Emily Kopp, CQ-Roll Call on

Published in Political News

WASHINGTON -- The words "send her back" briefly drowned out the President Donald Trump's speech in Greenville, North Carolina, Wednesday night, and quickly sent chills through Washington.

Trump carried his screed against Rep. Ilhan Omar from Twitter on to the stage of a campaign stop Wednesday night, prompting supporters to respond that he should "send her back" to the country she emigrated from as a child. The moment stoked fear about both the safety of the congresswoman and about the ramifications of the nation's most powerful leader inflaming racial and religious hatred.

The president's Democratic rivals rapidly condemned his diatribe and the crowd's approving chant as "racist," "vile" and "disturbing."

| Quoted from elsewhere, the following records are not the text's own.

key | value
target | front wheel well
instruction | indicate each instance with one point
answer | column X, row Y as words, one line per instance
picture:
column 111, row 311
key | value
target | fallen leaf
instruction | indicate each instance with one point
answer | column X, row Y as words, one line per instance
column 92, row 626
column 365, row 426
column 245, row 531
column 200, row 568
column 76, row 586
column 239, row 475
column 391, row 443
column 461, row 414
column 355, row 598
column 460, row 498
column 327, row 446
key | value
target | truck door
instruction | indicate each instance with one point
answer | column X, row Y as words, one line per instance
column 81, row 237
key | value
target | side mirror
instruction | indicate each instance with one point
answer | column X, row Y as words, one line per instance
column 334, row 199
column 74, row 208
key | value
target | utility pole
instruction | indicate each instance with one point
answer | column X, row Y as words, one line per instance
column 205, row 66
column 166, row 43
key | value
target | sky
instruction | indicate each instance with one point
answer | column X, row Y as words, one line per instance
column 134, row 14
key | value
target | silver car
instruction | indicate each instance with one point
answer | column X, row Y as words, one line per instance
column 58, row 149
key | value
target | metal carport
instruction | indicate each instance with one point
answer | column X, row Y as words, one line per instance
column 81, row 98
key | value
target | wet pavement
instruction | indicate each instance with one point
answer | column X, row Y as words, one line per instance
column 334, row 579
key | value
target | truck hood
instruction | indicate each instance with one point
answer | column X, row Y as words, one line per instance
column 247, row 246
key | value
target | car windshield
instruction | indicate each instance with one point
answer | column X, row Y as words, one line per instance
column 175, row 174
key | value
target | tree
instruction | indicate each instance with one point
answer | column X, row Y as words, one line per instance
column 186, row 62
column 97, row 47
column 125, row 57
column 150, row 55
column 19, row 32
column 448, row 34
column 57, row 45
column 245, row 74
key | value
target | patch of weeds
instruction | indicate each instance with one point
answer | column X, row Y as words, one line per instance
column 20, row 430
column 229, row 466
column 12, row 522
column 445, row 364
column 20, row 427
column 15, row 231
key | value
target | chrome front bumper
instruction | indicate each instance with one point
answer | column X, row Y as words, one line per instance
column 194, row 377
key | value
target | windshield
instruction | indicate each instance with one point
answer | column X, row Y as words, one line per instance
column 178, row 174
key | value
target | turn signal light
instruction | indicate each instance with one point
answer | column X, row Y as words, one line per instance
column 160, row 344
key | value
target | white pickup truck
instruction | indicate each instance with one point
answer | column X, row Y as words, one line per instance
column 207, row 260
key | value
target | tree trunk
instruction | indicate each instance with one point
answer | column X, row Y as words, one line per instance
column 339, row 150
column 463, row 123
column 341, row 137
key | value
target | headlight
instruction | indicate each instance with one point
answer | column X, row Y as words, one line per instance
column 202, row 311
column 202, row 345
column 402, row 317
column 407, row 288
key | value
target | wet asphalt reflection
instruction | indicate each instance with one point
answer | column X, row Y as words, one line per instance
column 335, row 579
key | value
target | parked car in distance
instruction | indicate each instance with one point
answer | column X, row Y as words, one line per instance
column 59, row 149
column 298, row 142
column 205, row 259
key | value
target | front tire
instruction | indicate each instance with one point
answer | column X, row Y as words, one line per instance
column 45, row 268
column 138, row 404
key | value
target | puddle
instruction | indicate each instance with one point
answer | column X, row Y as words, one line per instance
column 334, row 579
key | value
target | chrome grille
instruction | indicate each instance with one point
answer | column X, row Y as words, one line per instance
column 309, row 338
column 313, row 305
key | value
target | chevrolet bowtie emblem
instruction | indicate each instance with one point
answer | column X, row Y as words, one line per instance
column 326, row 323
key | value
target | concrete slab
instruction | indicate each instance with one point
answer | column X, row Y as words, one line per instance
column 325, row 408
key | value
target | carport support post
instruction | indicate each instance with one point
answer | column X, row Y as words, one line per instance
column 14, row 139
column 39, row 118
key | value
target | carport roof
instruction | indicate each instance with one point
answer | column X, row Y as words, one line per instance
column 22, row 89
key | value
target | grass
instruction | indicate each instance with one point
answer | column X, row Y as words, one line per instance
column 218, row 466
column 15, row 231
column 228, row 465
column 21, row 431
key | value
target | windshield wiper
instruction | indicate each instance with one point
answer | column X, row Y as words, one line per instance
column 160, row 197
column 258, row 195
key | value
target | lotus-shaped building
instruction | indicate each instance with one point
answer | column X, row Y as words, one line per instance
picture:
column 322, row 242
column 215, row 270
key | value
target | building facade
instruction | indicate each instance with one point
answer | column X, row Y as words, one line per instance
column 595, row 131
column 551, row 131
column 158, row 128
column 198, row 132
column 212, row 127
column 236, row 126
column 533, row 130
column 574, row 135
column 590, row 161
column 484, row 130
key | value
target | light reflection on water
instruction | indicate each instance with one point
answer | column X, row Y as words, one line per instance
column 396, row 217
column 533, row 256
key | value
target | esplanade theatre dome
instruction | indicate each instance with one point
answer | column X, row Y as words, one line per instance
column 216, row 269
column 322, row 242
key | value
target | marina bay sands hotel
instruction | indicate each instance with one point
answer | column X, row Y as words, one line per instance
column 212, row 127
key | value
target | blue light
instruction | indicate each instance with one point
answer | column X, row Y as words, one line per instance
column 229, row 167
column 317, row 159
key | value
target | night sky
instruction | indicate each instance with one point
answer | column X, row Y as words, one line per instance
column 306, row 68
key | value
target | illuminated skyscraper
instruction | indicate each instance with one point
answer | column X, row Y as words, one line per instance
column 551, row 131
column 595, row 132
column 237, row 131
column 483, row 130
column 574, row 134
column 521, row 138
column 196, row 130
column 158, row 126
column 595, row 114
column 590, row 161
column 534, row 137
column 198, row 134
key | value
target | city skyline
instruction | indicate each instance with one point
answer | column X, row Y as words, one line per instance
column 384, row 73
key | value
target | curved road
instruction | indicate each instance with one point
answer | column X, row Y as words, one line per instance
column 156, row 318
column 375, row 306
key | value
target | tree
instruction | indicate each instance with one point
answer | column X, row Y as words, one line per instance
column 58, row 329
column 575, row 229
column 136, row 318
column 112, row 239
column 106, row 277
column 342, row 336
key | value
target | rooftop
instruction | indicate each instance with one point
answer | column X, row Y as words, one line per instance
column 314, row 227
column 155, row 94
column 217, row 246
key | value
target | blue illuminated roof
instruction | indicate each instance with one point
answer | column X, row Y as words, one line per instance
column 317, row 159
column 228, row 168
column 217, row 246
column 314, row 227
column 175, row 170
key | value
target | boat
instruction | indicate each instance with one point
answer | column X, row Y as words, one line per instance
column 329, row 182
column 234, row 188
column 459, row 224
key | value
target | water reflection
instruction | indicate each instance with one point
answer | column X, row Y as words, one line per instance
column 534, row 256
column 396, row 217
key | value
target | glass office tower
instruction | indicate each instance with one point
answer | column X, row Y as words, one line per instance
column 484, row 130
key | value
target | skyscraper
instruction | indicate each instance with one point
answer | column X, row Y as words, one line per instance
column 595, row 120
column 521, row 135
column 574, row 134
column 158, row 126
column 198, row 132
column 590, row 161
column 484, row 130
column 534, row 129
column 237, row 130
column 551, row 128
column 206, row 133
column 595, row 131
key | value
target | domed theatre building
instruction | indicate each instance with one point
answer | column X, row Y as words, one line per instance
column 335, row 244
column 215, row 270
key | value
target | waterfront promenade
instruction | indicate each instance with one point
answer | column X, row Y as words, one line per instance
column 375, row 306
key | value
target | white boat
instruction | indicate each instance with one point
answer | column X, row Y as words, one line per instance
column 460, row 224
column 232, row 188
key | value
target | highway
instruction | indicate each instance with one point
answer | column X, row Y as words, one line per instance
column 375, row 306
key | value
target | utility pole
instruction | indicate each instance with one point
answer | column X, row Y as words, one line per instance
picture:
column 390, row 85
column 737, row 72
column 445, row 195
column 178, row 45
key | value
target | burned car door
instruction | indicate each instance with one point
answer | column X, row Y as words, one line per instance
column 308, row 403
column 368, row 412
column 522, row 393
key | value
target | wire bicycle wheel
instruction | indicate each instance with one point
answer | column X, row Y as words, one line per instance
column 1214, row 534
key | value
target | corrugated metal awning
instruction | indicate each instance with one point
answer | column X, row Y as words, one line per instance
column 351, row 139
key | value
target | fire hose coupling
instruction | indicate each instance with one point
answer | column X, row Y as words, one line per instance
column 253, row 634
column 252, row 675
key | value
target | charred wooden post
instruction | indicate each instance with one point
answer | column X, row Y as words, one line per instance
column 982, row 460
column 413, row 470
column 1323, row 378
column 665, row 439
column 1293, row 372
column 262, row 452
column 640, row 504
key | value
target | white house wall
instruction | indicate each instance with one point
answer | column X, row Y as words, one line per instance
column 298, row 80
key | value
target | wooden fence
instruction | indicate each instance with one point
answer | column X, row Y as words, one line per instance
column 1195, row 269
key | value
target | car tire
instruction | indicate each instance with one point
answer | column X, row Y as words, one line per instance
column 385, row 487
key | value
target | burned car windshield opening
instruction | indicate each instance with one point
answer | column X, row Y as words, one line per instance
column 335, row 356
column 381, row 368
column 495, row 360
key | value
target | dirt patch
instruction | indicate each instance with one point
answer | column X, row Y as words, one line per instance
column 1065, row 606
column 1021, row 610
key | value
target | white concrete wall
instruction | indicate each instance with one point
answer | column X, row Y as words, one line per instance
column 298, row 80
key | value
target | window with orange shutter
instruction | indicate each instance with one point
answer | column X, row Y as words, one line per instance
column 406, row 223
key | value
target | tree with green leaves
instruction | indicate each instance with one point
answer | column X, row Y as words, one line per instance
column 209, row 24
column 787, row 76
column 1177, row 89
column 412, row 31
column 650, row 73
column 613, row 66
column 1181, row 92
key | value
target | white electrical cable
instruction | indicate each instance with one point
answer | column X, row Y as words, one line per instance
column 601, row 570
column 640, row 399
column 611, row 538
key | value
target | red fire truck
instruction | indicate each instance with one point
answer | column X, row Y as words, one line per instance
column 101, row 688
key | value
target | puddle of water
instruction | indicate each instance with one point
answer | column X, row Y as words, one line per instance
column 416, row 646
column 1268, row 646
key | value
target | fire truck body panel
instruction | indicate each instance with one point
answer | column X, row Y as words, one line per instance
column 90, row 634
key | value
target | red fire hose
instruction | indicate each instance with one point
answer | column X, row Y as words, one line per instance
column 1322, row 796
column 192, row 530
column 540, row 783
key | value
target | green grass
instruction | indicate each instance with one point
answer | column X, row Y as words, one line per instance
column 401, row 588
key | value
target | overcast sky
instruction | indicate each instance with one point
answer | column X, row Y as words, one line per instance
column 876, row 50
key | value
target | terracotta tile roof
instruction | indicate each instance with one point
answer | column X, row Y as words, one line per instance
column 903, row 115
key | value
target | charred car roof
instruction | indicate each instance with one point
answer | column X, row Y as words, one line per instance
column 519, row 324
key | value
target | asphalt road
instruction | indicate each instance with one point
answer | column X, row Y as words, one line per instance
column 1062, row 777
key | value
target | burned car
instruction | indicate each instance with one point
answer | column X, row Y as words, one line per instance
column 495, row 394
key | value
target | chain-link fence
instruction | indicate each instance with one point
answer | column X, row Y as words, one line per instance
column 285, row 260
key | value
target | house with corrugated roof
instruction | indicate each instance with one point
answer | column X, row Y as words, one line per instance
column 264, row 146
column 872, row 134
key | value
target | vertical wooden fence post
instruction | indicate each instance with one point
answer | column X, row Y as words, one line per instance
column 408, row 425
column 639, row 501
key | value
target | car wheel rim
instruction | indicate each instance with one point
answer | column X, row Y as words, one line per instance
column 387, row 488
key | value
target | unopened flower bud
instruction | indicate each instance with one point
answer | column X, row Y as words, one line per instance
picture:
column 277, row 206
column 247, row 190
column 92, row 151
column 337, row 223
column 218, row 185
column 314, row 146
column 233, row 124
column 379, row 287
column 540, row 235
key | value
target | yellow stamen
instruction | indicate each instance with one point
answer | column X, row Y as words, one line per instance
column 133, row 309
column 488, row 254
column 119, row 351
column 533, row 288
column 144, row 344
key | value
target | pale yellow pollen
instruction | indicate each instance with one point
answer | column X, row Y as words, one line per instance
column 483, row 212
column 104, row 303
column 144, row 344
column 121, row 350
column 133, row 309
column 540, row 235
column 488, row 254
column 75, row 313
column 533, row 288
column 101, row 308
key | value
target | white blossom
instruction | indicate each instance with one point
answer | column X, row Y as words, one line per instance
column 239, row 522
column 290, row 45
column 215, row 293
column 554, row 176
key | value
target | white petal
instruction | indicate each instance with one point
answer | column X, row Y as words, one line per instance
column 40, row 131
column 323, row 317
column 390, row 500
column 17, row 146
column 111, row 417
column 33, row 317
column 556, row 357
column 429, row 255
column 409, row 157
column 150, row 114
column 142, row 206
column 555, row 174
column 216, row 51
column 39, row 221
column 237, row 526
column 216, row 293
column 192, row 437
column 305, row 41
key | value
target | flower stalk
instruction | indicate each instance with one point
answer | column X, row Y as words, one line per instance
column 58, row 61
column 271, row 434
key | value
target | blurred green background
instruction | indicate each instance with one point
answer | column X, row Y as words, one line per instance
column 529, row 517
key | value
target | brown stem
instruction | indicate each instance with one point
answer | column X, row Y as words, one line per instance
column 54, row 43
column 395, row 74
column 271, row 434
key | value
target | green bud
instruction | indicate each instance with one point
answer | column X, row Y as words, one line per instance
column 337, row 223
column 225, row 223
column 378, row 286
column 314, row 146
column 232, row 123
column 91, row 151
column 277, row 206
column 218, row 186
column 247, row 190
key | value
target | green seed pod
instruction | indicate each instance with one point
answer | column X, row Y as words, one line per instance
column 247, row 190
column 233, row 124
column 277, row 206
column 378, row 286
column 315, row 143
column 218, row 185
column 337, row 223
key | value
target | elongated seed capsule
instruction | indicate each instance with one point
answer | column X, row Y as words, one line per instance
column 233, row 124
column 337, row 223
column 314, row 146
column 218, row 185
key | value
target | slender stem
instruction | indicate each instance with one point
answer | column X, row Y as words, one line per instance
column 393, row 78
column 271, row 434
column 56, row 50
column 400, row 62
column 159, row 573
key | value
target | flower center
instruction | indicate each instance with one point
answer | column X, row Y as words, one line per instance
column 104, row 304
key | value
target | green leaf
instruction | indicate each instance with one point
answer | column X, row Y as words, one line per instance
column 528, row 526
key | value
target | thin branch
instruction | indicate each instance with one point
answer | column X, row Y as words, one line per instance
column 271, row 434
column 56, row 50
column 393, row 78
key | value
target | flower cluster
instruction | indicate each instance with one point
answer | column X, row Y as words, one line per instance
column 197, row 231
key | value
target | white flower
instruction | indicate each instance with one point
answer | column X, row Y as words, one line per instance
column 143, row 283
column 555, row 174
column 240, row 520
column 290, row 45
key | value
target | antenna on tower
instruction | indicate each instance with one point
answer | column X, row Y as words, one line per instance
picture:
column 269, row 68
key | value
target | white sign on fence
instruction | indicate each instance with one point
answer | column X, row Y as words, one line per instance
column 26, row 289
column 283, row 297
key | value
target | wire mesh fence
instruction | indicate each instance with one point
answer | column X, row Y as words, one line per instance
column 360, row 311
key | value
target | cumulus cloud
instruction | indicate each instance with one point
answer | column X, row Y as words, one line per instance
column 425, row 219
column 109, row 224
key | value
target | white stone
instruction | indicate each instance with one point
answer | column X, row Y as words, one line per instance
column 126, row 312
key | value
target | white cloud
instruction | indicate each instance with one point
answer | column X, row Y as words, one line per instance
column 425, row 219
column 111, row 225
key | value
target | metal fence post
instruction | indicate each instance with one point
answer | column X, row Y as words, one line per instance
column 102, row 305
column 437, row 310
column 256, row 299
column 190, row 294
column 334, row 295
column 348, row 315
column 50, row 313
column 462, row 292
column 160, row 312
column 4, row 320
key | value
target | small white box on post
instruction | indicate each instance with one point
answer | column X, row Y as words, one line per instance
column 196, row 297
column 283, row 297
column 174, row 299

Omar, an outspoken progressive, has become a favorite target of Republicans. She made history last year as one of the first Muslim women elected to the House and the first sitting member of Congress to wear a hijab.

Omar stumbled early in her term when she tweeted that U.S. politicians fail to address human rights abuses by Israel because of the influence of the lobby AIPAC, tweeting "it's all about the Benjamins," prompting concerns from some lawmakers that she had fallen into an anti-Semitic trope.

But Trump's criticism of the congresswoman did not center on those words, instead veering into conspiracy. He accused her of sympathy with terrorists, a gross distortion of a 2013 interview and Islamophobic rhetoric used to tar other high-profile Muslim politicians.


Omar responded by sharing a picture of her on the House dais.

"I am where I belong, at the people's house and you're just gonna have to deal!" she wrote.

The rally represented a continuation of Trump's racist call for four first-term progressive members of Congress to "go back" to "the crime infested countries from which they came," which Republicans in the House voted against condemning Tuesday.

The president has repeatedly restated his view that their non-European ancestry should disqualify them from leveling criticism of American policies.